Definitive and Vitally Important Results


The "elegant and definitive" study by Williams and colleagues allows clinicians "to say with certainty that the benefits of endoscopic vein-graft harvesting ... are not associated with an increased risk of important adverse long-term outcomes," said Dr. Lawrence J. Dacey.


The analysis included many diverse sites with widely varying practice styles and used multiple sophisticated statistical techniques to confirm the robustness of these "vitally important" findings, he said.

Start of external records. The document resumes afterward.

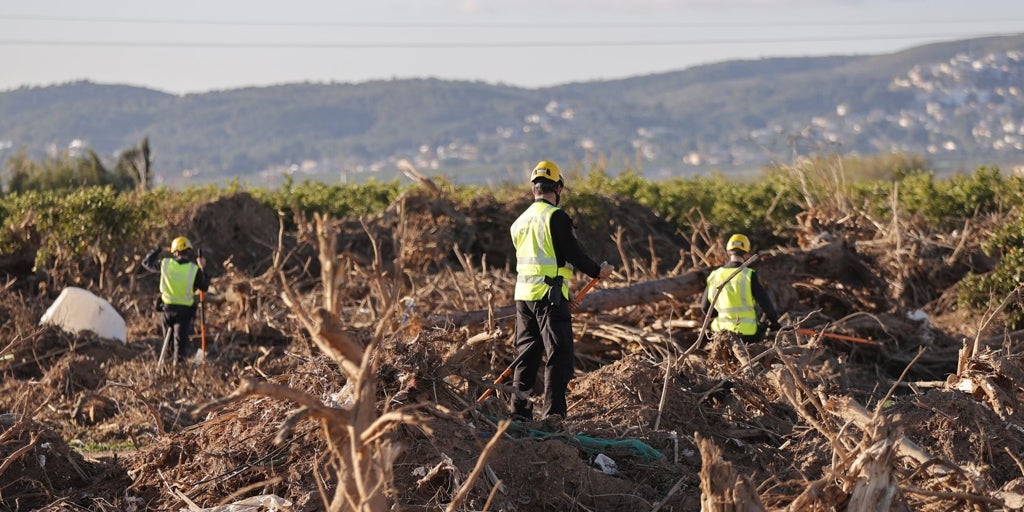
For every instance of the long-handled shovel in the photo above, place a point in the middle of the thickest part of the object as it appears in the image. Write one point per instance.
(202, 325)
(515, 363)
(163, 351)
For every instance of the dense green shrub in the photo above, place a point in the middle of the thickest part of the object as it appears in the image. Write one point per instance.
(337, 200)
(83, 228)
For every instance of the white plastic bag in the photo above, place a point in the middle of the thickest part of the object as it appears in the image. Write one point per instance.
(77, 309)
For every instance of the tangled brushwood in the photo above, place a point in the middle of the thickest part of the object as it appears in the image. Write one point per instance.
(346, 356)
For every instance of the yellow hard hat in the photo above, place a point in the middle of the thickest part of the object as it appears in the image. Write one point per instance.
(738, 243)
(180, 244)
(546, 170)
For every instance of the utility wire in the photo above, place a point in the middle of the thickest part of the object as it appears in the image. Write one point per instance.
(481, 44)
(517, 26)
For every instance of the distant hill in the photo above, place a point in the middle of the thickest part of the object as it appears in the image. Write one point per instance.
(958, 103)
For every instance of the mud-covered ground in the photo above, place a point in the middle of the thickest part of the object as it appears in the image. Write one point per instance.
(920, 399)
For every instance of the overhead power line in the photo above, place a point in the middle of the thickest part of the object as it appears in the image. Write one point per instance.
(516, 26)
(479, 44)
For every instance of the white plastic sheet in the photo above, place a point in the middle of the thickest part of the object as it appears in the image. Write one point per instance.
(77, 309)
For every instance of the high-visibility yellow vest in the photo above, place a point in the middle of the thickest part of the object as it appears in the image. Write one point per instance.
(535, 253)
(176, 282)
(734, 303)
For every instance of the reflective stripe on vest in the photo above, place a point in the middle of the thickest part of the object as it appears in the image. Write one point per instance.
(535, 253)
(176, 281)
(735, 302)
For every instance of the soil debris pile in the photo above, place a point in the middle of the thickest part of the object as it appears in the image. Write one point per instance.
(348, 366)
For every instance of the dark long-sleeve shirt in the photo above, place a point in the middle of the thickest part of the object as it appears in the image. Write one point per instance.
(567, 247)
(152, 262)
(760, 295)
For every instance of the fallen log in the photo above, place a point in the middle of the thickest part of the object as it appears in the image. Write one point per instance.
(680, 288)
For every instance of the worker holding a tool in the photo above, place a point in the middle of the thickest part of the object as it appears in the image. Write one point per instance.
(740, 293)
(180, 275)
(547, 252)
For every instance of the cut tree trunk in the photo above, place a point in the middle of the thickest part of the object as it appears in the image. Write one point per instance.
(721, 488)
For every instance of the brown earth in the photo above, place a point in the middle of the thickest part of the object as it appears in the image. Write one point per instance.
(915, 416)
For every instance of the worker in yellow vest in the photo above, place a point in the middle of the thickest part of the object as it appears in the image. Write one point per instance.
(734, 308)
(180, 276)
(547, 252)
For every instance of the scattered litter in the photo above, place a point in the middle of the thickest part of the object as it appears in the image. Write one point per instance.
(77, 309)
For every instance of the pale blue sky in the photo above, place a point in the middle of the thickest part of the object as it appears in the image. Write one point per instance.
(185, 46)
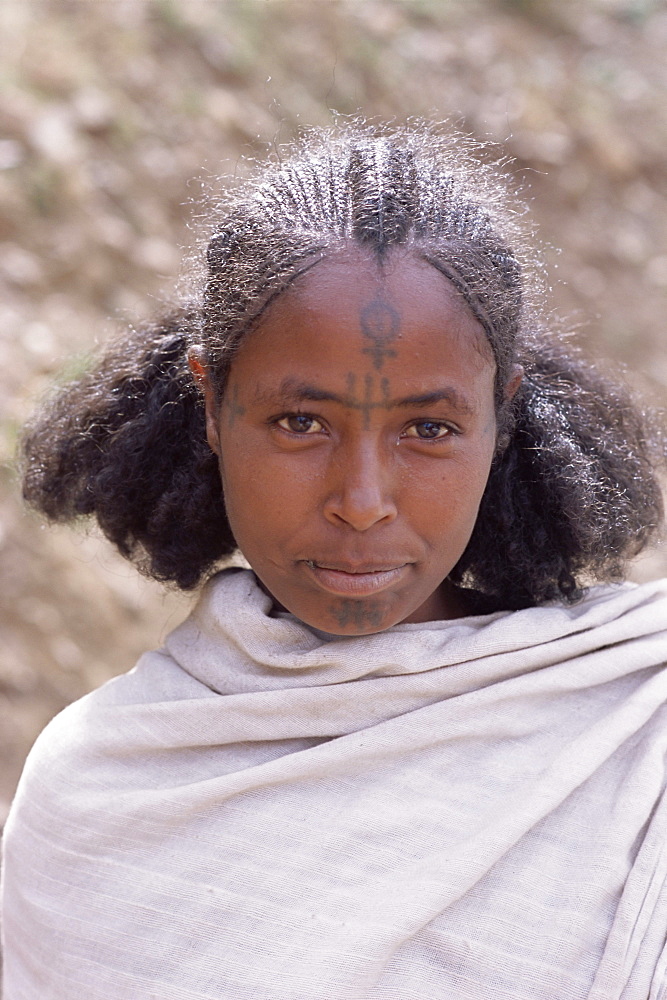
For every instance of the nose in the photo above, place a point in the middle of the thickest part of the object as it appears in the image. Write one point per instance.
(360, 491)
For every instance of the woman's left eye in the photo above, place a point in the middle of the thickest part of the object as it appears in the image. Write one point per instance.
(299, 423)
(428, 430)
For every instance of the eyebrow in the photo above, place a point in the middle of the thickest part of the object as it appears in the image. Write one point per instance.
(291, 391)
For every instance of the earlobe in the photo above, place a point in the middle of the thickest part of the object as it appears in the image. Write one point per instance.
(200, 373)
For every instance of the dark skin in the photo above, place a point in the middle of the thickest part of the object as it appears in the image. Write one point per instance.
(355, 438)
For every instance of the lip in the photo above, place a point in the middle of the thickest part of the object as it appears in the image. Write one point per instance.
(357, 581)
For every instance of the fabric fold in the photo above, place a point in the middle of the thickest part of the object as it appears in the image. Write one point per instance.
(462, 809)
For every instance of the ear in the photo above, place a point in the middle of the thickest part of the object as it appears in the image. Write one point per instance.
(513, 382)
(200, 373)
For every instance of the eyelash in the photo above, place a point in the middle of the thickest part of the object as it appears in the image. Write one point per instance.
(447, 428)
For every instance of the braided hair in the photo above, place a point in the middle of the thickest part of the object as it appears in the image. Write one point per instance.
(572, 492)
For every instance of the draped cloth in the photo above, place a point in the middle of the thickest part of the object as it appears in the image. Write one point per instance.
(465, 809)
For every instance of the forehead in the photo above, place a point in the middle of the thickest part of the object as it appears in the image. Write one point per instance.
(400, 318)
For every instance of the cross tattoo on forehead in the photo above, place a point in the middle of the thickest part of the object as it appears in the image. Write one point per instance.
(380, 323)
(367, 403)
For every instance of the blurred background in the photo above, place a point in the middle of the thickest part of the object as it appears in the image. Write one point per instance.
(115, 113)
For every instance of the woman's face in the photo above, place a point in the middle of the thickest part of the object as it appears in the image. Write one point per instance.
(355, 439)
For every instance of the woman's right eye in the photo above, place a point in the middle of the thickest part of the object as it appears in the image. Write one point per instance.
(300, 423)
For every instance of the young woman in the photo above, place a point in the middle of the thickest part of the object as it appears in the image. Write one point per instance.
(418, 750)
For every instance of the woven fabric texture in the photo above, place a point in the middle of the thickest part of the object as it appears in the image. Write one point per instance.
(468, 809)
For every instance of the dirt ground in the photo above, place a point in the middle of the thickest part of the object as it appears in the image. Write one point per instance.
(115, 116)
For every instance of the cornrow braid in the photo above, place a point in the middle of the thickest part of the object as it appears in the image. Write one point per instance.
(572, 492)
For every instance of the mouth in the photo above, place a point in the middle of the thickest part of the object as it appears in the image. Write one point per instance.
(357, 581)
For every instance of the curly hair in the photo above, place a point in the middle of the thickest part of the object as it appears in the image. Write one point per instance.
(572, 493)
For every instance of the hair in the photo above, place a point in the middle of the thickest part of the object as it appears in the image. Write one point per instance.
(572, 493)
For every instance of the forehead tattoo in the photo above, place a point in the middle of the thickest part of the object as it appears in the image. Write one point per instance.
(380, 323)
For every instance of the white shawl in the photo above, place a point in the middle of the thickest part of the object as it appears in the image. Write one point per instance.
(466, 809)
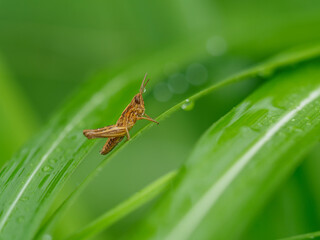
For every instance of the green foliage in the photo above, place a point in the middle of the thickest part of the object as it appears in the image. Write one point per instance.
(268, 134)
(234, 146)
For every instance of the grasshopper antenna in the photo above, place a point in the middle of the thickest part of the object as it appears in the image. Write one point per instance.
(143, 85)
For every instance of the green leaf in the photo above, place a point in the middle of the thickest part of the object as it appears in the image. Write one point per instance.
(314, 235)
(264, 69)
(241, 160)
(125, 208)
(13, 108)
(33, 177)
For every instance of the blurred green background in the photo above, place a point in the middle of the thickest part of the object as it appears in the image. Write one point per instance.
(49, 48)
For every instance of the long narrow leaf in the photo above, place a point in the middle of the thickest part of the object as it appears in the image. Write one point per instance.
(31, 179)
(124, 208)
(272, 65)
(241, 160)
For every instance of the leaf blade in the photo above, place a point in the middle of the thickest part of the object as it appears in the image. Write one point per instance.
(201, 201)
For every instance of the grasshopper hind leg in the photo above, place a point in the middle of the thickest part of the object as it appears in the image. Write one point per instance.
(110, 144)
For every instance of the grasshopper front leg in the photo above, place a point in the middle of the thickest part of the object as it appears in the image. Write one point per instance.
(106, 132)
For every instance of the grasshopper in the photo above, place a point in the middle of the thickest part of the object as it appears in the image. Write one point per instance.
(115, 133)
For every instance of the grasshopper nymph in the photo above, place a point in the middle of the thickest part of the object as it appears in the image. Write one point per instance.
(115, 133)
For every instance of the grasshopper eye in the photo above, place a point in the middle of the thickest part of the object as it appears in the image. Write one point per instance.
(137, 100)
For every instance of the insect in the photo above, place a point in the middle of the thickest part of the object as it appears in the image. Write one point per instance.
(115, 133)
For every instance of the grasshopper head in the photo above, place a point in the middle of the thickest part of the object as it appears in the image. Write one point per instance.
(137, 100)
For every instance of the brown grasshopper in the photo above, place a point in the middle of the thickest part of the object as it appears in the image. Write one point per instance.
(115, 133)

Such results are fortuitous because of patient satisfaction with endoscopic harvesting over open, and because "today, the majority of CABG surgeries use endoscopic vein harvest." Endoscopic vein harvesting is mostly performed by physician assistants, many of whom have no experience with open harvesting. Thus "It is likely that this will be the last study of its kind on the subject. In the future there will simply not be enough patients with vein grafts obtained by open harvesting to provide a meaningful comparison," he concluded.


DR. DACEY is in the department of cardiothoracic surgery at Dartmouth-Hitchcock Medical Center, Lebanon, N.H. He reported no financial conflicts of interest. These remarks were taken from his editorial accompanying Dr. Williams’ report (JAMA 2012;308:512-3).